The history of creating a song as such dates back hundreds of years. People have always loved to express their feelings through poetry and music. There was no such event - whether historical or national scale, which would not be imprinted in the hearts of people, and then degenerated into beautiful words and melody. Many such cries gave rise to terrible dates 06/22/1941 - 09/09/1945. It was on sunny June days of the forty-first that a new history of the creation of a military song began.
The Great Patriotic War can rightfully be considered one of the most dramatic and bloody events of the last century. Witnesses of those terrible days are still alive, and we sacredly honor the memory of the soldiers who sacrificed their lives for the Great Victory. The events of that war are captured in films, poems, paintings, prose, and of course, in songs. Perhaps it was the songs that helped the soldiers not to lose heart, to believe in victory — they helped to survive. The lyrics of the war songs sounded like a hymn and a prayer. And now they are loved by us. Each song tells about someone’s fate - the fate of an individual or the fate of the whole people. The history of the creation of a military song is always different, but listening to each of them, you feel equally quivering. In the postwar years, the editorial staff of various newspapers received thousands of letters from war veterans in which they wrote that a particular song was written specifically about them, about their platoon, about their height. The soldiers in each saw themselves and their comrades, so the words of the songs were truthful and soulful.

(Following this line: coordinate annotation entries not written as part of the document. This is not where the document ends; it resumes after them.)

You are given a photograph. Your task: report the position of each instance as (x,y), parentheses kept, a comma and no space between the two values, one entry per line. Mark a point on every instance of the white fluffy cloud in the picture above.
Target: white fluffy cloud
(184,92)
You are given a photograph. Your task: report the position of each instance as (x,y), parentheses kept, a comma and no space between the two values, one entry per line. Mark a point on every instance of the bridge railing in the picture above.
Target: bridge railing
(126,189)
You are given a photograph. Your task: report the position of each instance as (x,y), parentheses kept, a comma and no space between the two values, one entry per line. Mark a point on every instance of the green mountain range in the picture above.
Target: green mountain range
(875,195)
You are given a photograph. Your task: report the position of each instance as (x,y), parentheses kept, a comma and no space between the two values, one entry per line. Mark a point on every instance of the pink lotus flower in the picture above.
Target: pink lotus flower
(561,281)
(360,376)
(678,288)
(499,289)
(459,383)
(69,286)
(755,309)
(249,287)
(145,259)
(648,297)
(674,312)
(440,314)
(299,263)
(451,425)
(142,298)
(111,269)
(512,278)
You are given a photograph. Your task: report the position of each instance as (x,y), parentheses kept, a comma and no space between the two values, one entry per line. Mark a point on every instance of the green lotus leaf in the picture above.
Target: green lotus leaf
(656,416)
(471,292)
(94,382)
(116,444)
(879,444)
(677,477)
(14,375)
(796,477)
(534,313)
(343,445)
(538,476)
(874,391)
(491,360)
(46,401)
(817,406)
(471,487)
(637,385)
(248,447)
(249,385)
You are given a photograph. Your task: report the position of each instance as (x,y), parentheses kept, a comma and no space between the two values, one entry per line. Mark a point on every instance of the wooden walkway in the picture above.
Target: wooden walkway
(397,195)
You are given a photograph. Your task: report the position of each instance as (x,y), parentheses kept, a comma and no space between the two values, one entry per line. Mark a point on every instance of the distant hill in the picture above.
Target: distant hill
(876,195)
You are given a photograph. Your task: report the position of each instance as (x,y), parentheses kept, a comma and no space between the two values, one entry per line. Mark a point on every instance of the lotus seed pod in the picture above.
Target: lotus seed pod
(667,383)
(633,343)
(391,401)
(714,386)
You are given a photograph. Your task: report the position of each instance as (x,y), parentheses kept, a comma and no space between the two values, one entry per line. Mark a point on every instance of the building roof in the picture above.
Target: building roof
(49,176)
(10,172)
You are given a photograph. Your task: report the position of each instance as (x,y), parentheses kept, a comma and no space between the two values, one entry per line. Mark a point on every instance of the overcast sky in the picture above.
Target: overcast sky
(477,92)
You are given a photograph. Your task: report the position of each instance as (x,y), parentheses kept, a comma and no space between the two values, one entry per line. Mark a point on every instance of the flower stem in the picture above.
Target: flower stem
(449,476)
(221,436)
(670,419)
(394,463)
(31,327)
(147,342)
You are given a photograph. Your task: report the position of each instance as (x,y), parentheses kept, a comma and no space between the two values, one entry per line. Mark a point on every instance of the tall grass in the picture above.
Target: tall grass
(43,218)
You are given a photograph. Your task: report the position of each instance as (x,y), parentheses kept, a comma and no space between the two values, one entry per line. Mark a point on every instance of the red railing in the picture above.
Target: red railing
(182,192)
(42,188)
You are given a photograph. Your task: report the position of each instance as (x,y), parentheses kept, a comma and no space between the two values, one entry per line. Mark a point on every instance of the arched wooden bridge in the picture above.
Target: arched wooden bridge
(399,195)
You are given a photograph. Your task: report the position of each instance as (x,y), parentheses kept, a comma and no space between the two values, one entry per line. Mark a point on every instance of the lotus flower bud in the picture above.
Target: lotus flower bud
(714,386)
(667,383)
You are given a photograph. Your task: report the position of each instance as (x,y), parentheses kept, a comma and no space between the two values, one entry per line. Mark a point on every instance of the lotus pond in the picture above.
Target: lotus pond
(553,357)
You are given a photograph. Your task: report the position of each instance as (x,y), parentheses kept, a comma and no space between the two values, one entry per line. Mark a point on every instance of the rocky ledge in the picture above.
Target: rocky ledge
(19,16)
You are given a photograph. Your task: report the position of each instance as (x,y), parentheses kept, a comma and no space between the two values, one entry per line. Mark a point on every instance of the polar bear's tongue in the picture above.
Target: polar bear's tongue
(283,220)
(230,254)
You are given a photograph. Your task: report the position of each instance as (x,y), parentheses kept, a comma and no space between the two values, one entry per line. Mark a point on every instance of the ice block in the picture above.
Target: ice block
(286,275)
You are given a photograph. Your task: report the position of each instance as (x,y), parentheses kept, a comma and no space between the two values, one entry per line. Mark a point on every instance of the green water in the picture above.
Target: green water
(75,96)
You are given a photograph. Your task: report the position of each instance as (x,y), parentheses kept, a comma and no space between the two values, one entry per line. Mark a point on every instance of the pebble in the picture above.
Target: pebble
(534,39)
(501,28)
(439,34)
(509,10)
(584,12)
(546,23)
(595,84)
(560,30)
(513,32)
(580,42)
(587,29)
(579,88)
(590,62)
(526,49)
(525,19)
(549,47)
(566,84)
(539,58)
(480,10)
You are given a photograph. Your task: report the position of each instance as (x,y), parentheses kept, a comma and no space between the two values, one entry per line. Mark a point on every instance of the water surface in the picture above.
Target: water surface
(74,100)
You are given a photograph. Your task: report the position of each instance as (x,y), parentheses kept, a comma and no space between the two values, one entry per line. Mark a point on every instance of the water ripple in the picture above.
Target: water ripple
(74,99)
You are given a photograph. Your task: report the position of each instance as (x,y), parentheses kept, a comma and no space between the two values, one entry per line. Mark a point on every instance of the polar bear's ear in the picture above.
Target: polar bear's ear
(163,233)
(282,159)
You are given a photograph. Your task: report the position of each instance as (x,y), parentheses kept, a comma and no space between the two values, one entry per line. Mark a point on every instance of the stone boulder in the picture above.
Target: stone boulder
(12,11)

The story of the creation of the military song "Holy War"
A lot of songs were written about the Great Patriotic War, but probably the very first was the “Holy War” to the verses of Lebedev-Kumach and the music of Aleksandrov. The story of the creation of the military song “Holy War” is as follows: once, at a breakfast in the House of the Red Army, a political worker approached Alexander Alexandrov and handed the composer the morning newspaper Izvestia with the words: “Alexander Vasilyevich, please read Lebedev-Kumach’s poem, maybe will you write a song? ”
Alexandrov read poetry and, without saying a word to anyone, went home. The composer was so amazed at the power of the poem that already in the evening the music was written, as strong: each note sounded like a call, a cry. Alexander Vasilievich wrote notes on the board and that very night, artists from the ensemble of the Red Army song learned it. It was the seventh day of the war. The next morning, at the Belorussky Train Station, the “Holy War” was performed in front of the soldiers departing for the front.
As soon as the first chords sounded, the station froze. The song struck everyone. At times, the artists of the ensemble could not sing, and the musicians played - a lump came up to the throat, and the hands did not obey. They listened to the song, standing in unprecedented silence. After the music calmed down, for a while everyone stood silently, and then there was a thunder of applause. They began to pour in from all sides of the request to sing the song again and again. Since that day, the song "Holy War" has become for many a military anthem. Years pass, the witnesses of those tragic events are becoming less and less, but the songs of the war years will always be an eloquent reminder of the horrors of war and a warning to future generations.